Polri Soal Kasus Video Porno Online: Penyedia Jasa Internet Jangan Pentingkan Bisnis Saja
Untuk memperketat akses internet, setiap orang yang menggunakan internet bisa diketahui identitasnya supaya tidak ada identitas palsu.
Penulis: Adi Suhendi
Editor: Hasiolan Eko P Gultom
Laporan Wartawan Tribunnews.com, Adi Suhendi
TRIBUNNEWS.COM, JAKARTA - Kasus bisnis video porno online yang dilakukan Deden Martakusuma (28) menjadi sebuah peringatan bagi semuanya bahwa dalam internet masih banyak hal-hal yang bisa merusak moral bangsa.
Untuk itu kepolisian akan berkirim surat kepada Kementrian Komunikasi dan Informatika serta asosiasi penyedia jasa internet meminta untuk lebih meningkatkan kontrol dan pengawasan.
"Dengan adanya kasus ini kita akan mengingatkan untuk meningkatkan pengawasan. Sejauh ini kerjasama kami dengan kominfo dan penyedia jasa internet sudah berjalan dengan baik," kata Direktur Tindak Pidana Ekonomi dan Khusus Bareskrim Polri Brigjen Pol Arief Sulistyanto di Mabes Polri, Jakarta Selatan, Jumat (28/2/2014).
Dikatakannya penting bagaimana saat ini untuk memperketat akses internet dengan setiap orang yang menggunakan internet bisa diketahui identitasnya supaya tidak ada identitas palsu.
"Bila identitasnya jelas, orang yang sudah mikir aneh-aneh bisa cepat ketahuan," ucapnya.
Dikatakan Arief dahulu setiap orang yang menggunakan nomor telepon seluler harus mengisi formulir untuk mendaftarnya sehingga jelas siapa pemakainya. Dengan harga yang murah seperti saat ini justru rentan dengan terjadinya penyalahgunaan.
"Dulu tidak ada prabayar, pascabayar semua, sehingga harus mengisi formulir. Kenapa dulu bisa, sekarang tidak bisa? Jadi jangan hanya mementingkan bisnis, tapi keamanan bagi masyarakat pun perlu diperhitungkan," ungkapnya.
Deden Martakusumah (28) ditangkap tim Bareskrim Polri di sebuah rumah kost-kostan yang terletak di Jalan H Akbar Nomor 46 Kelurahan Pasir Kaliki, Kecamatan Cicendo, Bandung, Jawa Barat sekitar sekitar pukul 03.00 WIB, Senin (24/2/2014).

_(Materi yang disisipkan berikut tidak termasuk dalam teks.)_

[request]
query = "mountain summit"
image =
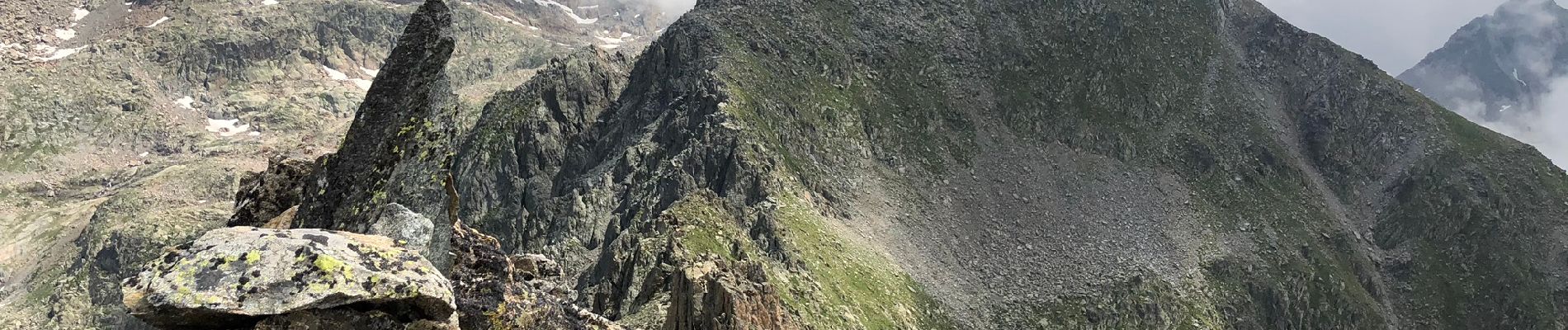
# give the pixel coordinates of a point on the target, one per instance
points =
(1013, 165)
(1505, 71)
(928, 165)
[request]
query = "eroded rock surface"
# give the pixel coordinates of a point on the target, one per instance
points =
(264, 196)
(234, 277)
(397, 150)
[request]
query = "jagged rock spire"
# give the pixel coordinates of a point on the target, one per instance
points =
(397, 150)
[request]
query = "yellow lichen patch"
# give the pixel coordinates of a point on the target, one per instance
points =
(328, 263)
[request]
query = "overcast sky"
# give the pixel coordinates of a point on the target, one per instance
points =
(1393, 33)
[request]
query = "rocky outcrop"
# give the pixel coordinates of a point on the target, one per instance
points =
(405, 225)
(268, 195)
(399, 146)
(235, 277)
(505, 293)
(510, 162)
(726, 296)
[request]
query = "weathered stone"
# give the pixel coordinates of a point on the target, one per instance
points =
(237, 276)
(399, 146)
(405, 225)
(264, 196)
(538, 265)
(498, 295)
(324, 319)
(717, 295)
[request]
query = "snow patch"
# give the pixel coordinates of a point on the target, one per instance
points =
(568, 10)
(157, 22)
(333, 74)
(64, 33)
(611, 40)
(186, 102)
(54, 54)
(229, 127)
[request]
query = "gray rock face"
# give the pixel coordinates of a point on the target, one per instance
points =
(1498, 66)
(397, 150)
(405, 225)
(512, 162)
(268, 195)
(233, 277)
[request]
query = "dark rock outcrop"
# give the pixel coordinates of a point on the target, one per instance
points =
(510, 162)
(726, 296)
(268, 195)
(399, 148)
(234, 277)
(498, 293)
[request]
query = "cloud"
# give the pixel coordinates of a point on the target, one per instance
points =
(1393, 33)
(674, 7)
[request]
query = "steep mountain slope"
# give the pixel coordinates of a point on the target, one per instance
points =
(134, 138)
(1503, 71)
(1013, 165)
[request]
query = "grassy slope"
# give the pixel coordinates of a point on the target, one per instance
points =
(111, 102)
(1156, 85)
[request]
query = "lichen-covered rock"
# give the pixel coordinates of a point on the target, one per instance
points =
(233, 277)
(399, 146)
(717, 295)
(498, 293)
(405, 225)
(264, 196)
(324, 319)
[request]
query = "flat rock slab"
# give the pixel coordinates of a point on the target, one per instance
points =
(233, 277)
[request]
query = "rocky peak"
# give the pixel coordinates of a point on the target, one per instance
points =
(399, 146)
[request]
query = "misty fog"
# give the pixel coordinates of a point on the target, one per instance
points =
(1397, 33)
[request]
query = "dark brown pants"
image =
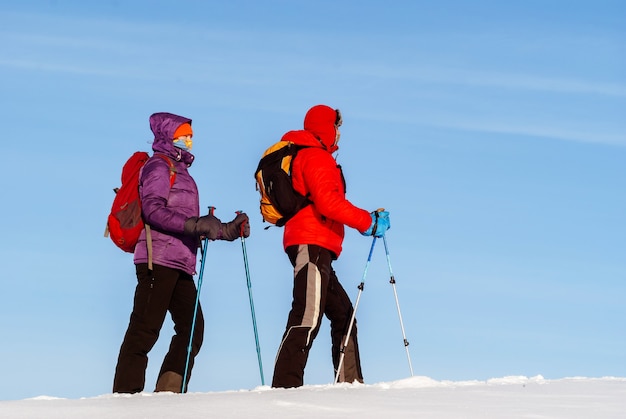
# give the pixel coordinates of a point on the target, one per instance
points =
(162, 290)
(316, 292)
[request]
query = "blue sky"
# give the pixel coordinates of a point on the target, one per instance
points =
(493, 132)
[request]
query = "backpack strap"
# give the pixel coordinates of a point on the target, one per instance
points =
(147, 226)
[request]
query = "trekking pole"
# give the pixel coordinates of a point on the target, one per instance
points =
(256, 333)
(356, 305)
(203, 251)
(392, 281)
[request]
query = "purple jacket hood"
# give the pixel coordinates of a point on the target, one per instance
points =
(163, 126)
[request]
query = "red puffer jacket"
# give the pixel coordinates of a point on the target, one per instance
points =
(315, 173)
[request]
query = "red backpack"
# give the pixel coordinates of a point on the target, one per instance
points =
(124, 224)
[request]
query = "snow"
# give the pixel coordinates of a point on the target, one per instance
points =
(415, 397)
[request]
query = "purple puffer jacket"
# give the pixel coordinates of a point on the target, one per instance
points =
(166, 209)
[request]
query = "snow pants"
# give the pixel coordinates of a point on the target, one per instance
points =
(159, 291)
(316, 292)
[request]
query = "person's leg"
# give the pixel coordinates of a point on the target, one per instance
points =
(152, 296)
(311, 270)
(339, 309)
(181, 308)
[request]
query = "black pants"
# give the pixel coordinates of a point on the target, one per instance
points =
(316, 292)
(158, 291)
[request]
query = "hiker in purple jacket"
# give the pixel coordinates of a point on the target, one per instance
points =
(165, 277)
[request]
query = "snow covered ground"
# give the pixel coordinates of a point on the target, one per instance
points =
(416, 397)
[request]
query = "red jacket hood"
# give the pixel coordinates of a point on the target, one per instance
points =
(320, 122)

Penangkapan tersebut terkait dengan bisnis online pornografi anak yang sudah dilakoninya sejak tahun 2012. Dalam menjalankan bisnis haramnya tersebut, Deden mengelola tiga buah website porno diantaranya nu****.com, bo*******.com, dan sa*****.co***.com yang berisi kurang lebih 14 ribu buah video porno.
Modus yang dilakukan Deden menjajakan video porno di dunia maya adalah dengan mendapatkan video porno dari internet, kemudian diupload di website yang dikelolanya. Dalam website yang dikelolanya pelaku mencantumkan cara mendaftar sebagai member. Setiap member yang mendaftar ditawarkan paket seharga Rp 30 000 sedangkan Rp 800 000 dan sebagai konfirmasi paket, pelaku memberikan kode kepada pembeli berupa angka dibelakang harga paket.

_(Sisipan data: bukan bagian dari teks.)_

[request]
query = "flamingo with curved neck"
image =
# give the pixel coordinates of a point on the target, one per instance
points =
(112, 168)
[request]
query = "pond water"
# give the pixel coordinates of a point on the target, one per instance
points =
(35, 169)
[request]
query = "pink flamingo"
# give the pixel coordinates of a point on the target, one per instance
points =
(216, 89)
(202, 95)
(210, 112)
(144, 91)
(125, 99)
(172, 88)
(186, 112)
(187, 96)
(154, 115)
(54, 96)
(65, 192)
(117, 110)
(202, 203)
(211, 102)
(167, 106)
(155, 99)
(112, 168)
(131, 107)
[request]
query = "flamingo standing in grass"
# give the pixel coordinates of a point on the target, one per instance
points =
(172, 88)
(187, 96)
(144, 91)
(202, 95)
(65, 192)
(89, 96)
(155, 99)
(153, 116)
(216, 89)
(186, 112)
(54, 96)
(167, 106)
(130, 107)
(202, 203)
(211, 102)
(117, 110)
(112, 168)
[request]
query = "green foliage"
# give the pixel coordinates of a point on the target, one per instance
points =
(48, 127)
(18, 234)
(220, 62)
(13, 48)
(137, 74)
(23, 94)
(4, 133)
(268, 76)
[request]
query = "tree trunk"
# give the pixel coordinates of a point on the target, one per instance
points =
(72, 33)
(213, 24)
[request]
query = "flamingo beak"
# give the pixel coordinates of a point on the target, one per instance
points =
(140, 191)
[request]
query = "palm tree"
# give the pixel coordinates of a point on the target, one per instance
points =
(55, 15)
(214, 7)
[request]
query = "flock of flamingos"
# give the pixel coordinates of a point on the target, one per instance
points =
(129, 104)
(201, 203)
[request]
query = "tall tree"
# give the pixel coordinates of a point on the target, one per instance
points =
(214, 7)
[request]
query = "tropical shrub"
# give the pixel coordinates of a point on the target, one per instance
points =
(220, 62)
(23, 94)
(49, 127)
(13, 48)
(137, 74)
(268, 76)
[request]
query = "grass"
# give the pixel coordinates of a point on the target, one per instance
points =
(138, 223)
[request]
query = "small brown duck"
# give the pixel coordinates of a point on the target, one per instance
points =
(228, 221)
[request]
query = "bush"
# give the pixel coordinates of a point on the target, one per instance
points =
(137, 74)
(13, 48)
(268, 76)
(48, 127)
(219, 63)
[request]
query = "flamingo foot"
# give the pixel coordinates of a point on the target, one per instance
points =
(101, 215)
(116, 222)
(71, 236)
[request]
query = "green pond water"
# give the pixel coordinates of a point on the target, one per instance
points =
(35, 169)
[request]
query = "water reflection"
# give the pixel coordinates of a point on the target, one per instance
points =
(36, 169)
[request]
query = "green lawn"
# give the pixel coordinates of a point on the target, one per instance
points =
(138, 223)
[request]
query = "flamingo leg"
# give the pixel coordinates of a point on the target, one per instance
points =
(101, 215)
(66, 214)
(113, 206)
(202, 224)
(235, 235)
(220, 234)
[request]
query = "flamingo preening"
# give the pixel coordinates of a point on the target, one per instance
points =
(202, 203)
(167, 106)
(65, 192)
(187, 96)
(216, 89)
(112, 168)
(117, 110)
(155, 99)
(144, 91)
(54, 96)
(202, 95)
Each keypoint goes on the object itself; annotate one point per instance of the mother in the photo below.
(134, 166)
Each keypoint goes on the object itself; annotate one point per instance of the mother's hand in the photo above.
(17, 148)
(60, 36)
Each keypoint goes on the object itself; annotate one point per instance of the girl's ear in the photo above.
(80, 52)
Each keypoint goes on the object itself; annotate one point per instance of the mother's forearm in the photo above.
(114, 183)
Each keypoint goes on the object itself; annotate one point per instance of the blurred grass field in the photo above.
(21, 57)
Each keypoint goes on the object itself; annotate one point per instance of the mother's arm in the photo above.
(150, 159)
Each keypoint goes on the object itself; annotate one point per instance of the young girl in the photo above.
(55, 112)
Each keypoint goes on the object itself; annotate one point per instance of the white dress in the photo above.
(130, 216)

Dalam kasus tersebut, polisi menyita 2 buah handphone, satu buah laptop, satu buah modem, tiga buah kartu ATM (BCA, BRI, dan MANDIRI), dan 3 buah buku tabungan (BCA, BRI dan MANDIRI).
Terhadap Deden kepolisian menjeratnya dengan pasal 29 Undang-undang Nomor 44 Tahun 2008 tentang Pornografi dengan sanksi hukuman paling lama 12 tahun dan atau denda paling banyak Rp 6 miliar, pasal 27 ayat (1) jo pasal 52 Undang-undang ITE dengan sanksi hukuman maksimal 8 tahun dan atau denda paling banyak Rp 1 miliar. Terhadap kedua pasal tersebut pun ditambah 1/3 dari maksimum ancaman pidana, karena pelaku melibatkan anak-anak dalam kegiatan dan atau menjadikan anak sebagai objek.